La formation est un apprentissage socialisé, autrement dit des connaissances et des compétences que la société dit être bien, la morale apprenante. C’est ce que Thomas Khun appelle le paradigme dominant, la fenêtre d’Overtone ouvre le débat entendable dans le modèle existant. Aujourd’hui, un nouveau monde émerge, le numérique est un accélérateur de transformation, on quitte un paradigme que l’on connaît pour en penser un qui n’existe pas encore. C’est la raison pour laquelle la dernière saison des 100 livres de la formation est sur « les Techniciens ». Et à la manière de Thomas More, d’envisager la prochaine utopie. Deux singularités proposent deux scénarios différents, mais une même date 2045, celle de Joël de Rosnay et celle de Ray Kurzweil. Le livre permet la projection et donc de faire de la formation un domaine stratégique.

« Les prévisions sont difficiles, surtout lorsqu’elles concernent l’avenir » (Pierre Dac). Quand on ne sait pas où l’on va, il reste à militer pour le monde que l’on aimerait voir faire société, si l’on reprend le 19ème siècle de Saint Simon, celui qui fait progrès social. Nous avons la chance d’être dans une parenthèse sociale où tout devient alors possible pour celui qui comprend les opportunités du monde. « Que cent fleurs s’épanouissent, que cent écoles rivalisent » (Mao Tsé dong). La connaissance se décloisonne pour tout réinterroger soit au sein d’une déconstruction soit au sein d’une analyse systémique que ce soit la technique, les neurosciences, la sociologie… la formation se cherche, moment délicieux où tous les signaux faibles peuvent s’imposer comme dominant.

Quelle sera la place de la machine dans l’apprentissage de l’homme ? L’intelligence artificielle qui à l’origine interrogeait la machine pour savoir si elle pouvait égaler l’homme, s’interroge aujourd’hui sur le fait de savoir si l’homme sera encore à la hauteur. Mais de quel homme parle-t-on ? L’homme si raisonnable qu’il devient un homme-machine (La Mettrie), l’homme dans sa poésie (Edouard Glissant) qui réinvente la raison sensible, l’homme émotionnel, l’homme contemplatif. Edgar Morin disait que « les théories ne sont que des constructions de l’esprit » encore faut-il les connaître en tenant compte de la sociologie du moment, sans prise de tête. « La société des individus » (Norbert Elias) appelle « L’homo eroticus » (Michel Maffesoli), érotiser la formation pour lui donner un sens social.

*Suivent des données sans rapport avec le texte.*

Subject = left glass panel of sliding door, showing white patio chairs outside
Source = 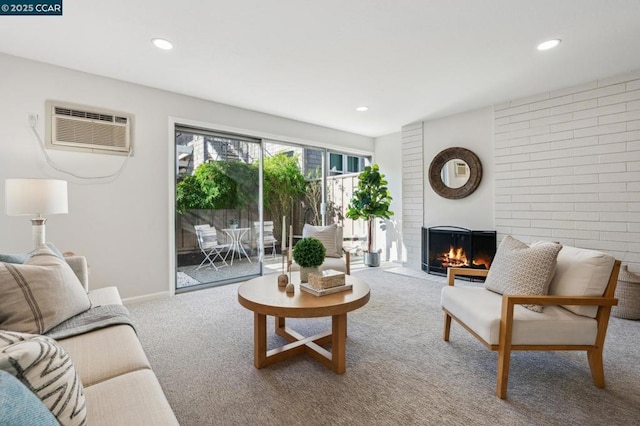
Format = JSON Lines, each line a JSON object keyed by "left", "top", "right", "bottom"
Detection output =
{"left": 175, "top": 126, "right": 263, "bottom": 292}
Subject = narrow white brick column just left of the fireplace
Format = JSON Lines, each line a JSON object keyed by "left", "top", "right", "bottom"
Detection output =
{"left": 402, "top": 122, "right": 424, "bottom": 269}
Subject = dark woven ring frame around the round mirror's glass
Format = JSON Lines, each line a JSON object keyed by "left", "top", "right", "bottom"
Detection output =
{"left": 429, "top": 147, "right": 482, "bottom": 200}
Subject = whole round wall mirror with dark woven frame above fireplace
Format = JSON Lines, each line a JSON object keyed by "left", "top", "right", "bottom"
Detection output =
{"left": 429, "top": 147, "right": 482, "bottom": 200}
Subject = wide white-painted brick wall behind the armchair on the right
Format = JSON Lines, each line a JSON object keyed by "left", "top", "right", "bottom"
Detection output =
{"left": 496, "top": 71, "right": 640, "bottom": 265}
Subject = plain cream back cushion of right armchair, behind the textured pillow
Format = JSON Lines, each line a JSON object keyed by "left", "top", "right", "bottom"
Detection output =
{"left": 549, "top": 247, "right": 615, "bottom": 318}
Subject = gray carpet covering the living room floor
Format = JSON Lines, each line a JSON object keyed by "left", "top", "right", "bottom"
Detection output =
{"left": 129, "top": 268, "right": 640, "bottom": 425}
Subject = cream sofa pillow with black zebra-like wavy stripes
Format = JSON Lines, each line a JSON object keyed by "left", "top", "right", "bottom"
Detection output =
{"left": 0, "top": 331, "right": 87, "bottom": 426}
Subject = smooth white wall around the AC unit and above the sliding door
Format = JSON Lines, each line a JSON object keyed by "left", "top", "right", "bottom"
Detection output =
{"left": 0, "top": 54, "right": 373, "bottom": 298}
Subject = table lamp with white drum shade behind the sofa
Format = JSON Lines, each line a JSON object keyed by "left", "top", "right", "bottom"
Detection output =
{"left": 5, "top": 179, "right": 69, "bottom": 247}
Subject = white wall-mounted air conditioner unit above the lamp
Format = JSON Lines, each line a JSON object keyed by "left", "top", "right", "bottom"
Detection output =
{"left": 45, "top": 101, "right": 133, "bottom": 155}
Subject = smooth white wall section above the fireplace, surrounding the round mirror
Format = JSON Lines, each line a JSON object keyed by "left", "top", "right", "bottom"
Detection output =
{"left": 423, "top": 107, "right": 495, "bottom": 230}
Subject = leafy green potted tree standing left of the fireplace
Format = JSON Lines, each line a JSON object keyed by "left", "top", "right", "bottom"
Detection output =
{"left": 346, "top": 164, "right": 393, "bottom": 266}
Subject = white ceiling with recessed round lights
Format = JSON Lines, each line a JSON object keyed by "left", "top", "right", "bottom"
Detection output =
{"left": 0, "top": 0, "right": 640, "bottom": 137}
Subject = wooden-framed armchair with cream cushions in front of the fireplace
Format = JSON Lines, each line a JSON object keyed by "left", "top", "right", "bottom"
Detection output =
{"left": 441, "top": 246, "right": 620, "bottom": 399}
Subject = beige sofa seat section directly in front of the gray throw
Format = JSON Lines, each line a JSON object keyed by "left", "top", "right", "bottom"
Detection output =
{"left": 58, "top": 324, "right": 151, "bottom": 386}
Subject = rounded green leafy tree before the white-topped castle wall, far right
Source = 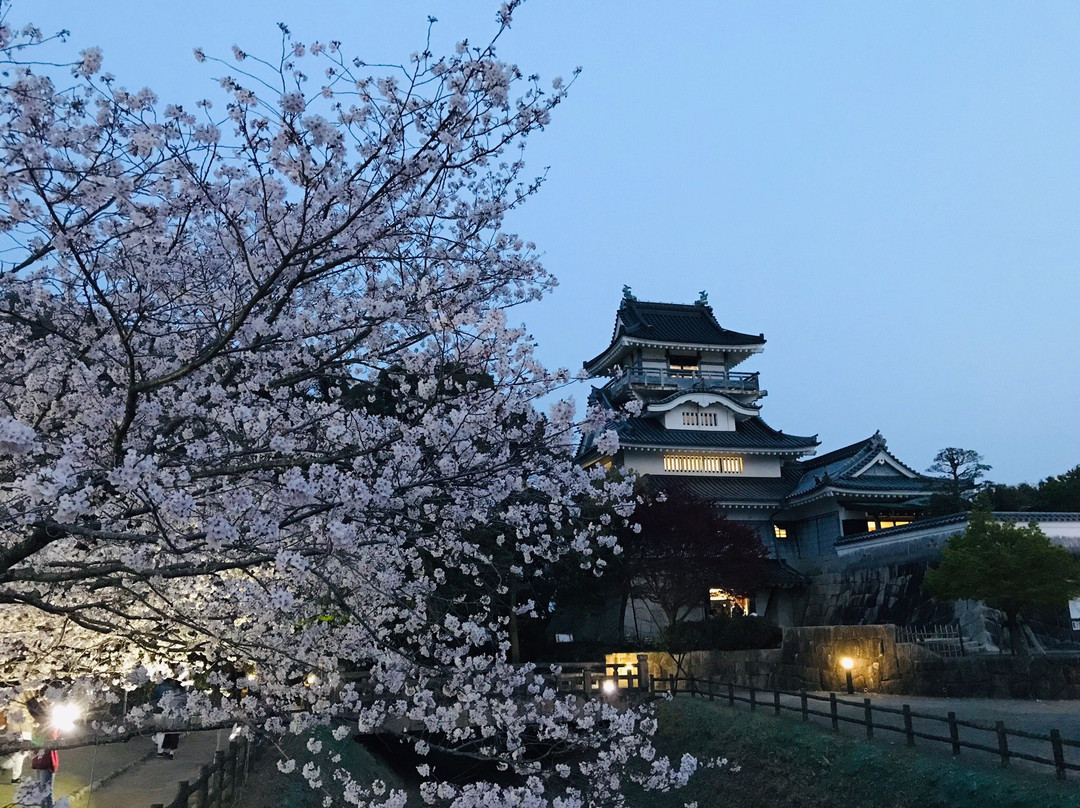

« Les 100 livres de la formation » est une cartographie de l’existant pour permettre au lecteur de tracer son propre chemin. « La carte n’est pas le territoire » (Michel Houellebecq) mais bien utile pour construire sa voie. Avoir choisi moins de 400 mots par auteur est une façon de sortir de l’herméneutique de la formation pour permettre à chacun de devenir acteur de ses apprentissages. Dans la controverse entre Guy Debord et Jean Baudrillard, Jean Baudrillard pourrait faire sienne la citation de William Shakespeare « La vie est un spectacle, autant faire sa propre mise en scène ». Aujourd’hui chacun est réalisateur de son propre professional branding soit avec un storytelling, soit un storymaking. Cet ouvrage est une invitation pour nourrir votre marque personnelle en l’alimentant des aphorismes, grains fins, mais aussi des questions de fond pour donner du sens, de l’éthique à votre démarche. Notre seule ambition, qui n’est pas des moindres, est qu’ « il est grand temps de rallumer les étoiles » (Guillaume Apollinaire). Bonne lecture.